Monday, June 9, 2008

Morning shows the day

Morning shows the day, Today morning with the black dark clouds in the sky seems that it has some effect on my own personal mood. It really feels as if I am going through bad mood. If I am going through a bad mood that means I am not feeling good. When I am not feeling good, it is my personal self feeling that I need to control. It is not as easy to control the feeling as it looks.

A day when I need something, I want something to happen based on my thinking but It does not work like that. It feels as if I am not happy or it feels as if I am really depressed or going through sad moments. A friend of mine-she said, just try to ask yourself what is that making you unhappy ? There most be something which you are dissatisfied with. I asked with myself and I know I am not happy with something. I know the answer. I also know the cause and the precaution for it.

My heart does not get satisfied with the feelings such as this. It always ask me something, It is very demanding. The mind do not want to think when heart is taking the lead. When heart is not taking the lead-most of the times then mind thinks and when mind thinks then it makes a good decision many of the times.

My life is just like a big unsolvable mystery, a statement of puzzle that I do not know how to solve. It has both the happiness and sadness involved in it. You can get either both or one at any time. Even if I am not solving them I will get these moments in the course of life.

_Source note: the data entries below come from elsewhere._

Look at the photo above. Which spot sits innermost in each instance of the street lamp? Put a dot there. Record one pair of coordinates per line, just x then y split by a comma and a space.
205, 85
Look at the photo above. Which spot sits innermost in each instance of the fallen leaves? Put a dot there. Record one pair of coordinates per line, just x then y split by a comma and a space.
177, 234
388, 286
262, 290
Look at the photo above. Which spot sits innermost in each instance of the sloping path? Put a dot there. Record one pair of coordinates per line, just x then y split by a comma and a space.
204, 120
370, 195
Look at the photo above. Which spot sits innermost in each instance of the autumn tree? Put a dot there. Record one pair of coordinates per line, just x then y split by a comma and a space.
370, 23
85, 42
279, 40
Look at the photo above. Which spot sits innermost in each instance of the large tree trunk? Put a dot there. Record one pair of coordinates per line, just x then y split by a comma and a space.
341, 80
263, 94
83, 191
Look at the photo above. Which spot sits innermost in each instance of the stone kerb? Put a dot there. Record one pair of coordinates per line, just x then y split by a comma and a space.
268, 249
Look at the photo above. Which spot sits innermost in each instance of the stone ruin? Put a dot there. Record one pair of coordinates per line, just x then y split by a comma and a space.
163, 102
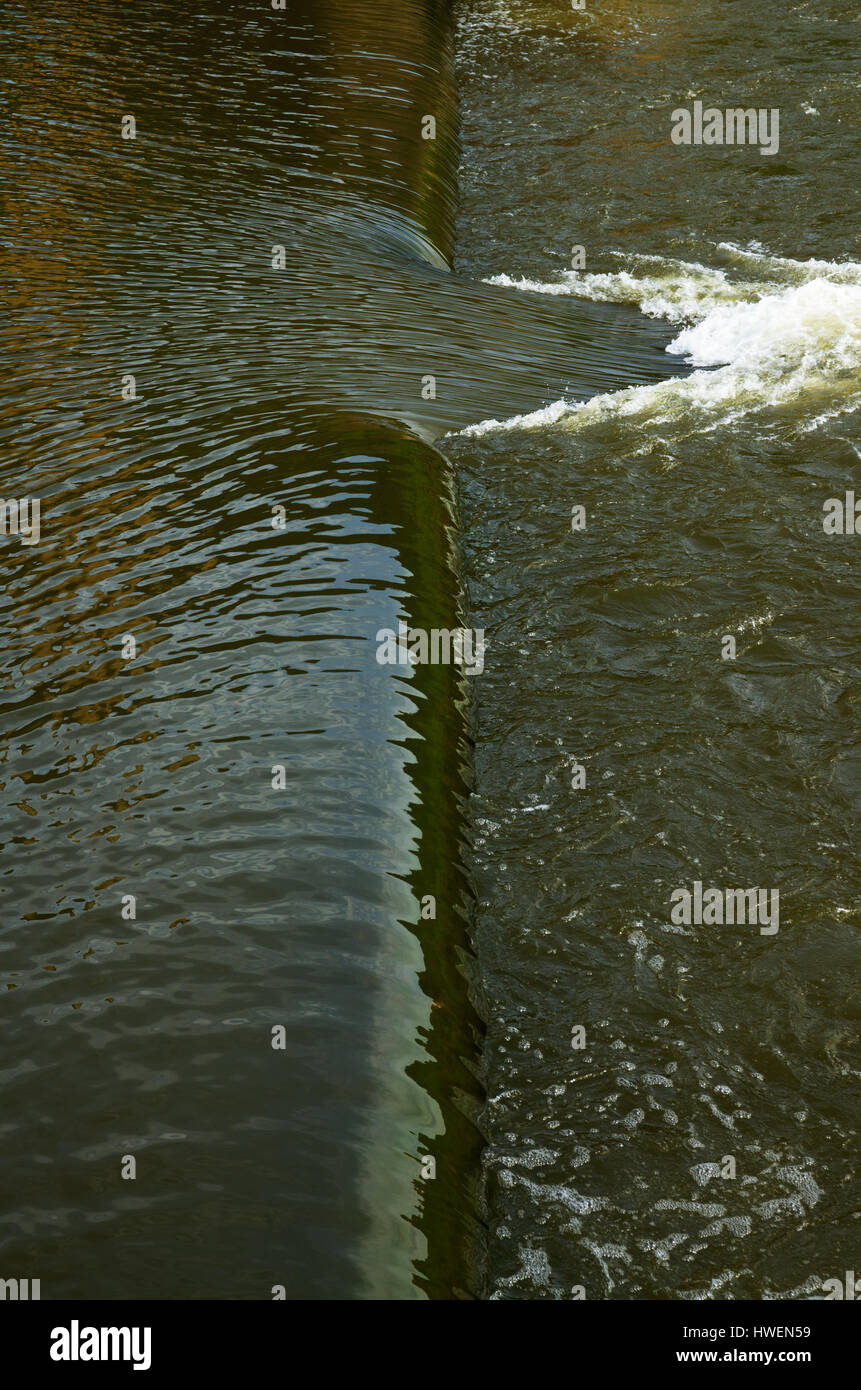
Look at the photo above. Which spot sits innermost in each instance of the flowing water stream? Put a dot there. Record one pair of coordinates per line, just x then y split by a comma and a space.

Today I asked one angel to marry me. I just simply asked her to marry with her-and I was not surprise to hear the answer directly from her NO. She said that she do not have such feelings for me. What would I do in such case ? She said, "It is not possible". I hated the word that she said. I asked her what makes her think that it will not be possible. I was trying to know her feeling not whether if we will meet or if the marriage will be possible or not. She just said no. But I think she has the feeling for me. I know it. I know that she do not want to tell the truth just because she is afraid of saying it the reality. She is thinking ahead of her heart. I know that she made the decision from her mind not from her heart.

The decision made by heart will never lie and it will not think about anything else. It will not think about the consequences. It will not say, if that is right or wrong. It will not say about the possibility. Either you like a person and you say-yes or you just say no. When a women says NO and then she says it is not possible then that means she is in two minds. The decision she made is from her mind and not from her heart.

She knows it that if she will say-yes, how will it be possible to be in touch ? How can a person from one place who lives North in the geographical map can come down to the South in the earth map.?

May be she do not really have the feelings for me but I do not care. I know that she has the feelings. May be sooner or later she will say- Yes. Let me see. Hoping that she will say yes. One moment I felt as if she really said yes. I thought wow.. is it a joke ? then again, I asked her but she said NO.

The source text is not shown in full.